I leave the party at three a.m.
Alone, thank God
With a Valium from the bride
It’s the devil I love
And that’s as funny as real love
And that’s as real as true love
That echo chorus lied to me with its
“Hold on, hold on, hold on, hold on”

Neko Case is in fine voice (as always), delivering the perfect song in just under three minutes. The song was covered by alt-rock godmother Marianne Faithfull on her 2008 album Easy Come Easy Go. She turns in a ravaged, darker version that stands up next to the original extremely well, and her band — including guitar from Sean Lennon — delivers a perfectly harrowing performance to wrap up the song.

After that celebration of songwriting excellence, enjoy Neko Case’s powerful original.

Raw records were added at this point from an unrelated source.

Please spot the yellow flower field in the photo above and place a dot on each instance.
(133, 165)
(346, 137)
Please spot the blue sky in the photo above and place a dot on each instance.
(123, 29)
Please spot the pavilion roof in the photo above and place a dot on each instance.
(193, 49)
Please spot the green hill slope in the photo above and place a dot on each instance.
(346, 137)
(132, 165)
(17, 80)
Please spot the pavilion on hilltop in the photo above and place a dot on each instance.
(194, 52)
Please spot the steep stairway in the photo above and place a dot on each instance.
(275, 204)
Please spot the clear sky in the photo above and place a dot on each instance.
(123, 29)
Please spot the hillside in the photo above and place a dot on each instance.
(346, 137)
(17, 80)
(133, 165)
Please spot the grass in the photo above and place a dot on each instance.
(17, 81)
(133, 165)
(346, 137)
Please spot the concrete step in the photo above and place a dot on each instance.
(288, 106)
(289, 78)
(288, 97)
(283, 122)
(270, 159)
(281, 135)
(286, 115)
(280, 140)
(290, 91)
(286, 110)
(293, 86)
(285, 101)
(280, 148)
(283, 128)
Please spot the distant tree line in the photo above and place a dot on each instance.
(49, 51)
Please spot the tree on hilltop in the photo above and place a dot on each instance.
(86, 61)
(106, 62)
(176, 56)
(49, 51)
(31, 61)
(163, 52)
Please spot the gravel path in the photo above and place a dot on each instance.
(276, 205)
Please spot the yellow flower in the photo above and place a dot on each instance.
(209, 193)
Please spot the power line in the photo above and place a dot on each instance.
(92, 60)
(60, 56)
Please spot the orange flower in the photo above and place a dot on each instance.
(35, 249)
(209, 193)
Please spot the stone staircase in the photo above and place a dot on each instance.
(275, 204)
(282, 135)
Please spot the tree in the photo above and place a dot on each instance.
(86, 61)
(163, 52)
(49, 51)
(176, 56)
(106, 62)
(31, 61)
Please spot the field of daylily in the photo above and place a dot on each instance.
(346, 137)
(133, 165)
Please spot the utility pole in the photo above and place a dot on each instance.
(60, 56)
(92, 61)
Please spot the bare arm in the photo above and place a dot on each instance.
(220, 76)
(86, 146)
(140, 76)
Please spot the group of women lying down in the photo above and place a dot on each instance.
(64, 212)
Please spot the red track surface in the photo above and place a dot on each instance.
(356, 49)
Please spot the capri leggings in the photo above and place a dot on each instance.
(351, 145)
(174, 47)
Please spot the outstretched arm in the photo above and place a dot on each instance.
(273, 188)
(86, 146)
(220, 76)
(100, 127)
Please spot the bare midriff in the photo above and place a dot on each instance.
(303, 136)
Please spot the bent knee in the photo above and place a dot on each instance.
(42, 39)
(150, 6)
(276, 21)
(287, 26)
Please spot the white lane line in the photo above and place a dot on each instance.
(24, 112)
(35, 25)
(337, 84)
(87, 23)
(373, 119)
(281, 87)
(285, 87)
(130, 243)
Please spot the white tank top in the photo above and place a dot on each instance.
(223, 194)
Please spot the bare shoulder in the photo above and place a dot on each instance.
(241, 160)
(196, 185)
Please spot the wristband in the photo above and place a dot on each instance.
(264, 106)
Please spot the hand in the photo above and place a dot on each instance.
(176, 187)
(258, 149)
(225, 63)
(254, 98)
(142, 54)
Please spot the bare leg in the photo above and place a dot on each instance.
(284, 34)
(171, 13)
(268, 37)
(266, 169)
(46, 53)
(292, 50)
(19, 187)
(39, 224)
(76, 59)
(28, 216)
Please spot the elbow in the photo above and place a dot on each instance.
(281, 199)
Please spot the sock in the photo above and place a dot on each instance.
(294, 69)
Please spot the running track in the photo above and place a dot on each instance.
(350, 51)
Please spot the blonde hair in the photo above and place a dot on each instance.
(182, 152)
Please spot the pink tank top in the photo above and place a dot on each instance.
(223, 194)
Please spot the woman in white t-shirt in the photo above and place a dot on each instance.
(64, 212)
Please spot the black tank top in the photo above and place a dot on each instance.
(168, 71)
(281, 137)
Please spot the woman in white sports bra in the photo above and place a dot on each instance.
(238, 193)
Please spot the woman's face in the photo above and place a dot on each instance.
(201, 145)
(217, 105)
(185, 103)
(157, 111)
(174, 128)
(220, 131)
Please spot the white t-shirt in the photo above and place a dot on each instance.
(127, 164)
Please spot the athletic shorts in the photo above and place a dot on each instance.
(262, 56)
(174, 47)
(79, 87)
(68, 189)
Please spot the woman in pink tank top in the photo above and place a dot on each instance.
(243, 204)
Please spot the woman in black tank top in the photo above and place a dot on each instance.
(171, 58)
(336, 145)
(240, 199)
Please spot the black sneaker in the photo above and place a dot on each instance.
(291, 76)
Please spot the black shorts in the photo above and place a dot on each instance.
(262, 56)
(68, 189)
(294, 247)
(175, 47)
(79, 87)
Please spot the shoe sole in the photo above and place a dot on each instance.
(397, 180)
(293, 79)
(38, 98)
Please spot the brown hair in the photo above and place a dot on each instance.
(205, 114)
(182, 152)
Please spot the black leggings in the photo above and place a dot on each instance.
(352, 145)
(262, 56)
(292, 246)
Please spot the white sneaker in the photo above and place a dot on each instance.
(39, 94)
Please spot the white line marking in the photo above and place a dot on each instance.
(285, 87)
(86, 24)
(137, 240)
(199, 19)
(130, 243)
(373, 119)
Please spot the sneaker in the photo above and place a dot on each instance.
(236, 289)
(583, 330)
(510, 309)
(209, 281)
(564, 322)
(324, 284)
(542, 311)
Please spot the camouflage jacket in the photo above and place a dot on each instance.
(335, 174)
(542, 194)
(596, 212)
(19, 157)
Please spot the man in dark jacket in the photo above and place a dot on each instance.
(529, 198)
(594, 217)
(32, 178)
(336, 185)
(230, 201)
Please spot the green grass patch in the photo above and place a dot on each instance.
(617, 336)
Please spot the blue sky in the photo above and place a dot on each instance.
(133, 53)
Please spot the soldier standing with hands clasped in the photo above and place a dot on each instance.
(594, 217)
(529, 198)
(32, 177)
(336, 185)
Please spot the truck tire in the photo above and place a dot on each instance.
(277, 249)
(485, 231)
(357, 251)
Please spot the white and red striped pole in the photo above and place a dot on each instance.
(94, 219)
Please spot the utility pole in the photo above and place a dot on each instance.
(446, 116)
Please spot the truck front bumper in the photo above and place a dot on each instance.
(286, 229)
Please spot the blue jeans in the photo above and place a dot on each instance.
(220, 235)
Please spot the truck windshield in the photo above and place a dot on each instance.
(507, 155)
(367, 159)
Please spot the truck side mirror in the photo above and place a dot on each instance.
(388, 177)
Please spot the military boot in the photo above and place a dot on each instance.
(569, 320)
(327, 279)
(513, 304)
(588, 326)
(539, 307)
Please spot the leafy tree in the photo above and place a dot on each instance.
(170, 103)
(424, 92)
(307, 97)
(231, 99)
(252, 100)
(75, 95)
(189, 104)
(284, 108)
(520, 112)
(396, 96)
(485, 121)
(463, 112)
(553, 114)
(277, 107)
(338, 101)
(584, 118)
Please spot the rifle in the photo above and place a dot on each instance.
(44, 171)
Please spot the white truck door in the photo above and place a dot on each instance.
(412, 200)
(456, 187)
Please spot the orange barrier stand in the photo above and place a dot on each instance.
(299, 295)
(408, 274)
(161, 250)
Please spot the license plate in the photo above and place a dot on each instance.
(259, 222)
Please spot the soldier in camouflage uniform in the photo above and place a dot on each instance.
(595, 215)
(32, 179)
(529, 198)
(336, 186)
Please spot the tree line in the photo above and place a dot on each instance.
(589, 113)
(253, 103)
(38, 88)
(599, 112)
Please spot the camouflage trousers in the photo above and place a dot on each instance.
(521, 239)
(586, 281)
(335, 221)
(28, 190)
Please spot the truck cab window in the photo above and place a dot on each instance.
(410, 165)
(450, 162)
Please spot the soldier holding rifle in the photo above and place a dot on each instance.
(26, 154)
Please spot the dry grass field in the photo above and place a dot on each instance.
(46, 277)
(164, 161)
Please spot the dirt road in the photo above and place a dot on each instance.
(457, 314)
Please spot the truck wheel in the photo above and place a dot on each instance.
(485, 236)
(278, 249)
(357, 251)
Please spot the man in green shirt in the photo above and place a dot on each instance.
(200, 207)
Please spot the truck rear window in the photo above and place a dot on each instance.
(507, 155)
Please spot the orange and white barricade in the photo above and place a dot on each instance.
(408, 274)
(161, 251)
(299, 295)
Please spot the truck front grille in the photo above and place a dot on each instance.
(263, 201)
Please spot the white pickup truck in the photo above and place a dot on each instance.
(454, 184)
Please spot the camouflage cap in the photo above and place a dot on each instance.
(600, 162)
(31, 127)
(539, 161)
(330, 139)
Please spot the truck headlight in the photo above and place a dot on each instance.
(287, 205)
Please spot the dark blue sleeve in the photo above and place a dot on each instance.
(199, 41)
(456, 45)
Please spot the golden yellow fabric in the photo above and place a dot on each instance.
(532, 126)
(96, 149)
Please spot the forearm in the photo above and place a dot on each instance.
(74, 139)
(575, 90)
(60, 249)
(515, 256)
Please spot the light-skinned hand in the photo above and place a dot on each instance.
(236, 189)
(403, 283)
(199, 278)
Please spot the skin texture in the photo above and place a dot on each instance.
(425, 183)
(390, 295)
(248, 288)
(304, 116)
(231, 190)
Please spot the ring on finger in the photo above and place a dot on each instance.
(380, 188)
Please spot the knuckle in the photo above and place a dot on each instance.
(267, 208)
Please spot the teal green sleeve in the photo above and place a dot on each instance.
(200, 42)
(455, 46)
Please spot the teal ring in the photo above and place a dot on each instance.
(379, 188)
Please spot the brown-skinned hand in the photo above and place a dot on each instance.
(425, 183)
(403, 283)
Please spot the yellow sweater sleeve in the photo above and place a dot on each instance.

Song of the Day, September 8: Things That Scare Me by Neko Case

Today’s song is Things That Scare Me by Neko Case. It appears on her third album, Blacklisted, the first credited to the singer alone. She still has an impressive array of musical partners, crafting a dark, brooding album buoyed by her amazing voice. This leadoff track is a perfect Case vignette. Haunting and evocative, it tells a story with all the details removed. We don’t quite know what scares Neko Case, but we share her sense of dread.

Fluorescent lights engage
Blackbirds frying on a wire
Same birds that followed me to school When I was young
Were they trying to tell me something
Were they telling me to run

Today is Neko’s 42nd birthday. Wish her many happy returns and enjoy this great song today.

Song of the Day, July 2: Furnace Room Lullaby by Neko Case

Today’s song is Furnace Room Lullaby by Neko Case. The title track of her second album, it was credited to Neko Case and Her Boyfriends, a revolving assortment of stellar musicians who record and perform with her. This song confirms Case’s voice as a force of nature. Dramatic without being melodramatic and powerful with a purpose, her delivery is spot on. What is Furnace Room Lullaby about? Who can say. Part Tell-Tale Heart, part gothic short story, part aching love gone wrong, it’s an experience as much as a story. (The creepy video is delightfully perfect as well.)

All night, all I hear, all I hear’s your heart
How come, how come

Longtime Case collaborator (and vocalist to be reckoned with herself) Kelly Hogan is credited with “spooky oohs” which round out the atmosphere perfectly. Enjoy this amazing song today.

Song of the Day, May 16: Margaret Vs. Pauline by Neko Case

Today’s song is Margaret vs. Pauline by Neko Case. A beautiful character study, the song juxtaposes two very different women. Pauline is gracious and privileged.

Everything’s so easy for Pauline
Ancient strings set feet alight to speed to her such mild grace

Margaret, on the other hand, has a harder life.

Girl with the parking lot eyes
Margaret is the fragments of a name

“Parking lot eyes” is one of my very favorite images (and song references) of all time.

When the two are brought together, the differences between their hardships underscore the message of the song.

Two girls ride the blue line
Two girls walk down the same street
One left her sweater sittin’ on the train
The other lost three fingers at the cannery

Enjoy this potent set of images in song today.